Já eram quatro da tarde daquele agitado domingo quando o cadáver, após ter sido arrastado até à aldeia, foi carregado por uma dezena de braços fortes na caixa do jipão.
Era o regresso. Antes, porém, ainda no povoado, fora o almoço: frango "à cafreal" com xima de milho e sumo de caju.
Para o Carlos, apesar dos seus insistentes protestos, ia uma cangarra de malákus e um cacho de bananas. Eram pessoas generosas e gratas, os macuas.
- Senhor, eu pode ir? - perguntou o Régulo Matico, rodeado pelo seu povo. - Vai dar-me xicuembo?

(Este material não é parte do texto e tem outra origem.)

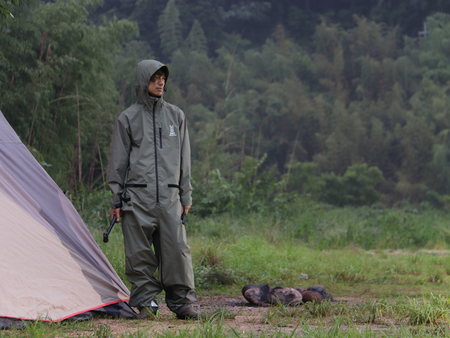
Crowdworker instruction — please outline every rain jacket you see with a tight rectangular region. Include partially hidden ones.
[108,60,192,211]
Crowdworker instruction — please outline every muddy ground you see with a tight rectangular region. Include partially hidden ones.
[89,296,389,337]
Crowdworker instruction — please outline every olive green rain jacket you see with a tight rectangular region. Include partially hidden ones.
[108,60,196,310]
[108,60,192,211]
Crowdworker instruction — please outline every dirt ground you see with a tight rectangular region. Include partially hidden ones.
[89,296,386,337]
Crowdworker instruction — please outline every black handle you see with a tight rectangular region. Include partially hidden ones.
[103,215,117,243]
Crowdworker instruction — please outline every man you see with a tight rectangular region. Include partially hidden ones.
[108,60,199,319]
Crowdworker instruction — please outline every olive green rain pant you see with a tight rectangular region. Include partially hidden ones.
[122,202,197,310]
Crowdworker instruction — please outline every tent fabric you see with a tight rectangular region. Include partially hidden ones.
[0,112,133,321]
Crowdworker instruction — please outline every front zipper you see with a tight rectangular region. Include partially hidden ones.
[153,102,161,203]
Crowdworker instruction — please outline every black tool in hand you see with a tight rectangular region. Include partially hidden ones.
[103,215,117,243]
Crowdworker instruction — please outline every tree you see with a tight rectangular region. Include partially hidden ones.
[158,0,182,59]
[186,20,208,53]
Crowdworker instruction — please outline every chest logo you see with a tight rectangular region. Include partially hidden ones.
[169,125,177,136]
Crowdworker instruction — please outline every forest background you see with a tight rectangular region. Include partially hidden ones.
[0,0,450,216]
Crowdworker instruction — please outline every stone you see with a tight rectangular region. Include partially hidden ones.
[302,290,324,304]
[242,284,270,305]
[295,288,306,293]
[268,286,303,306]
[306,285,333,302]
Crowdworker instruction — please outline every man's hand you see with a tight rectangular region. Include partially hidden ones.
[182,205,191,215]
[109,208,120,223]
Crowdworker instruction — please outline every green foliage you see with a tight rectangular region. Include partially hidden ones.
[0,0,20,18]
[405,293,450,325]
[0,0,136,190]
[194,156,292,217]
[321,164,383,206]
[158,0,181,58]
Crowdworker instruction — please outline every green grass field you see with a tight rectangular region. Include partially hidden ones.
[0,202,450,337]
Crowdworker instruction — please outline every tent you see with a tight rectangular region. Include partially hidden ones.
[0,111,133,326]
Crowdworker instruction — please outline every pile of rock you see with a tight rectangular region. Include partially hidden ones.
[242,284,333,306]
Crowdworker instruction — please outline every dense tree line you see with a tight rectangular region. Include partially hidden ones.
[0,0,450,206]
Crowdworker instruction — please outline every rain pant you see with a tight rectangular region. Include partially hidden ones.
[108,60,197,309]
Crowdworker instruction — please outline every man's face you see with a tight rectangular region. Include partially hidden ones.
[148,72,166,96]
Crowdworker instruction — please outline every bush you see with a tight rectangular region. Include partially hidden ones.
[320,164,383,206]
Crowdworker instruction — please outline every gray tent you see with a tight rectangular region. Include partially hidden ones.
[0,112,133,328]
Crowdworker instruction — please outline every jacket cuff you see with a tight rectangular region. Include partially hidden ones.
[180,196,192,206]
[111,195,122,209]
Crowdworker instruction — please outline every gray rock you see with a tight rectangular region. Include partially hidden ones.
[302,291,324,304]
[268,286,303,306]
[242,284,270,305]
[306,285,333,301]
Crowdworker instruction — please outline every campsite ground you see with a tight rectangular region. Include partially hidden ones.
[5,207,450,338]
[5,288,450,338]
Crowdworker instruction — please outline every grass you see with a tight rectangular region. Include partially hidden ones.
[4,202,450,338]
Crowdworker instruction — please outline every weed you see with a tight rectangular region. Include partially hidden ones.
[305,302,333,318]
[404,293,450,325]
[334,265,366,284]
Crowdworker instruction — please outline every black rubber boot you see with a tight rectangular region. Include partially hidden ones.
[136,300,158,319]
[172,304,201,319]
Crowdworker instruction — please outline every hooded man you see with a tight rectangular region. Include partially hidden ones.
[108,60,199,319]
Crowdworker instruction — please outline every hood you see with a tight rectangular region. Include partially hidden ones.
[134,60,169,103]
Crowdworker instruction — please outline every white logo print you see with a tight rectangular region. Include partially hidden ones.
[169,125,177,136]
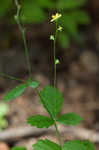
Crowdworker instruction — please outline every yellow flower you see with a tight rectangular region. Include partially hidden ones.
[57,26,63,31]
[50,13,62,22]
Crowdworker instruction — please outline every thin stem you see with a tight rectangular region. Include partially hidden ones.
[54,22,57,87]
[54,121,62,148]
[53,21,62,149]
[0,72,25,82]
[15,0,32,78]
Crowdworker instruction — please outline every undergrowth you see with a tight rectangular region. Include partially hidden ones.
[2,0,95,150]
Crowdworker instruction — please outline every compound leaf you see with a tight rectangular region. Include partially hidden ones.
[40,86,64,118]
[57,113,82,125]
[27,79,40,89]
[27,115,54,128]
[3,84,27,101]
[63,140,86,150]
[33,139,61,150]
[11,146,27,150]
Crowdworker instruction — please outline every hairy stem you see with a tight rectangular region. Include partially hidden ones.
[54,121,62,148]
[15,0,32,79]
[53,21,62,149]
[53,22,57,87]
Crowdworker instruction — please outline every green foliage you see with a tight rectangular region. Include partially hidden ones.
[0,0,90,48]
[63,140,95,150]
[0,0,12,18]
[83,140,95,150]
[2,84,27,101]
[27,115,54,128]
[0,103,8,130]
[57,113,82,125]
[20,0,47,23]
[33,139,61,150]
[1,0,95,150]
[11,146,27,150]
[40,86,64,118]
[27,79,39,89]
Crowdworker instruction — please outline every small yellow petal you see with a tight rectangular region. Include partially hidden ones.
[57,26,63,31]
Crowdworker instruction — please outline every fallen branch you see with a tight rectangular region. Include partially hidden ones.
[0,125,99,142]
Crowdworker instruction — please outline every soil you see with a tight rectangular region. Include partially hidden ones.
[0,18,99,150]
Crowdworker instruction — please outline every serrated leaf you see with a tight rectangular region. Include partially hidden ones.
[27,79,40,89]
[40,86,64,118]
[62,140,86,150]
[27,115,54,128]
[20,0,46,23]
[57,113,82,125]
[33,139,61,150]
[2,84,27,101]
[57,0,86,9]
[11,146,27,150]
[0,103,8,117]
[0,0,12,18]
[83,140,95,150]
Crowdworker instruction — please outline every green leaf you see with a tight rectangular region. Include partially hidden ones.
[0,103,8,117]
[20,0,46,23]
[27,115,54,128]
[40,86,64,118]
[0,0,12,18]
[11,146,27,150]
[27,79,40,89]
[83,140,95,150]
[58,32,70,48]
[56,0,86,9]
[62,140,86,150]
[57,113,82,125]
[0,116,8,130]
[33,139,61,150]
[3,84,27,101]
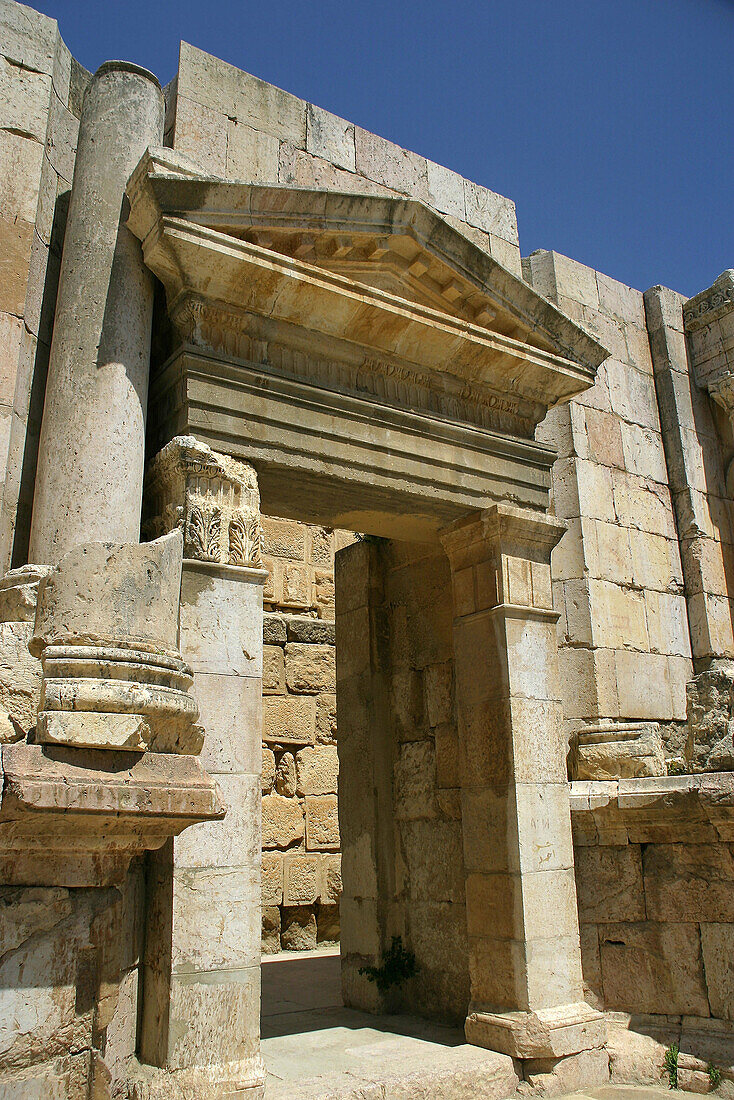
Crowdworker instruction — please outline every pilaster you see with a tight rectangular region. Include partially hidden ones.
[135,437,266,1100]
[442,505,605,1059]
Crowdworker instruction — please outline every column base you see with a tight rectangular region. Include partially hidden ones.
[464,1001,606,1059]
[122,1054,265,1100]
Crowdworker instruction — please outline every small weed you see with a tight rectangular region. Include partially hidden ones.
[662,1043,680,1089]
[706,1062,721,1089]
[360,936,418,993]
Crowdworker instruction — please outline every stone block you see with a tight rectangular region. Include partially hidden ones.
[296,745,339,795]
[316,693,337,745]
[319,856,341,906]
[0,623,42,740]
[643,844,734,923]
[262,904,281,955]
[464,179,517,244]
[427,161,467,221]
[261,851,283,902]
[0,130,43,226]
[285,641,337,693]
[283,562,313,607]
[262,794,304,848]
[226,119,281,184]
[281,905,317,952]
[576,845,646,925]
[585,579,649,652]
[178,42,306,149]
[263,695,316,745]
[262,516,306,561]
[306,794,339,851]
[599,920,709,1016]
[278,141,393,195]
[275,752,296,799]
[614,650,672,722]
[394,738,437,821]
[596,272,645,329]
[645,592,691,657]
[285,615,337,646]
[31,530,182,651]
[423,661,453,726]
[397,821,464,904]
[701,923,734,1020]
[261,748,275,794]
[174,92,228,177]
[283,855,321,905]
[306,103,357,172]
[263,646,285,695]
[263,612,286,646]
[354,127,429,202]
[620,421,668,485]
[605,359,667,431]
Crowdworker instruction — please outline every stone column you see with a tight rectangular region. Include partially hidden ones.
[442,505,605,1062]
[30,62,164,564]
[140,437,267,1100]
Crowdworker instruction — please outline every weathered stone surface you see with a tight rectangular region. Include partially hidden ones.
[261,748,275,794]
[599,921,709,1016]
[306,794,339,850]
[283,855,321,905]
[263,695,316,745]
[701,923,734,1020]
[686,670,734,771]
[275,752,296,799]
[262,851,283,905]
[285,642,337,693]
[31,531,183,653]
[263,794,304,848]
[296,745,339,795]
[643,844,734,923]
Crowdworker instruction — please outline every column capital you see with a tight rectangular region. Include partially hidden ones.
[143,436,262,569]
[440,504,566,617]
[439,504,567,560]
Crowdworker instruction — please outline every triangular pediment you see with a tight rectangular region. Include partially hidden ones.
[128,150,607,435]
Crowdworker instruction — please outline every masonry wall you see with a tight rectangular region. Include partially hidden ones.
[573,813,734,1029]
[524,252,692,757]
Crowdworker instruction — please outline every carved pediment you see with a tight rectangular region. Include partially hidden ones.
[128,150,607,539]
[129,150,607,435]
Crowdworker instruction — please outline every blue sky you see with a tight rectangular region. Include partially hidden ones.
[32,0,734,295]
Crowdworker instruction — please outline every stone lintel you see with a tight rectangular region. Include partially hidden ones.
[570,771,734,845]
[149,348,555,542]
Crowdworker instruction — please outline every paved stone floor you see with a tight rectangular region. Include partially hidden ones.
[262,950,689,1100]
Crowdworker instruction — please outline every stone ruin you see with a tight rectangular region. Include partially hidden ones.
[0,0,734,1100]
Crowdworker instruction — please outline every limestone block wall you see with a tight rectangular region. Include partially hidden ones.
[524,252,692,757]
[0,0,89,571]
[572,784,734,1025]
[262,517,354,954]
[166,42,521,275]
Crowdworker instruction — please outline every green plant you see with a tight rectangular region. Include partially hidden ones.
[360,936,418,993]
[662,1043,680,1089]
[706,1062,721,1089]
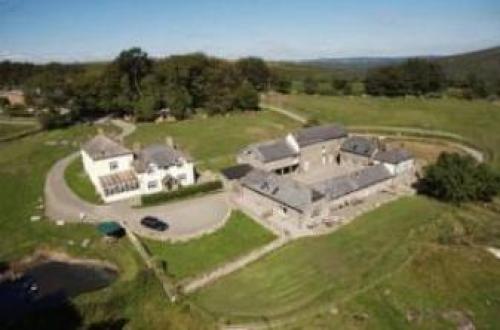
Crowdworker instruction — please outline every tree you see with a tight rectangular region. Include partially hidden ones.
[134,95,159,121]
[236,81,259,110]
[167,85,193,119]
[236,57,271,92]
[115,47,152,96]
[418,153,500,204]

Referia-se à gordura que reveste os intestinos do leão. Entre os macuas e, até, parte da colónia de indianos e europeus, havia a convicção ser aquela gordura um excelente remédio para o reumatismo e até doenças do foro íntimo, para além de potente afrodisíaco.
- Mas o leão é vosso, podem fazer dele o que quiserem!...
- Não, senhor é dono. Quem mata é dono, mais ninguém. - atalhou o Sanica, dando a conhecer mais um dos ancestrais costumes dos nativos.
Já o motor do jeep roncava alegre pela picada.
Desta feita, com mais cuidado, não fosse mais uma vez a ponte tecê-las...
Chegaram tarde ao Largo do Posto. Já os miúdos da Missão, de visita à sede administrativa, brincavam, chilreantes, após a cerimónia do arrear da Bandeira.
O Administrador, sentado com a esposa e filhos à sombra duma frondosa buganvília, dirigiu-se-lhes apressado e interrogativo:
- Então, Carlos, que tal a caçada? Já estava preocupado com tanta demora! Oh...mas que grande bicho!... - largou, estupefacto, ao debruçar-se na borda da viatura. - É um grande animal!
Surgem as explicações de toda a ordem, o onde, o quando e como, dão os parabéns, vai chegando mais gente, curiosa. A notícia corre célere e aparecem, também, os europeus da terra: o Fonseca da cantina e a mulher, o Carvalho do algodão e as filhas e pessoal do destacamento militar que ali se encontrava aquartelado por questões de quadrícula, já que não havia, ao tempo, qualquer conflito latente naquela zona.
Todos se encontravam ali mais empenhados em registar na película a sua momentânea comunhão com o senhor da selva. Os de camuflado não perderiam o ensejo para enviarem uma foto de ocasião às suas madrinhas de guerra, saudosas, em Portugal.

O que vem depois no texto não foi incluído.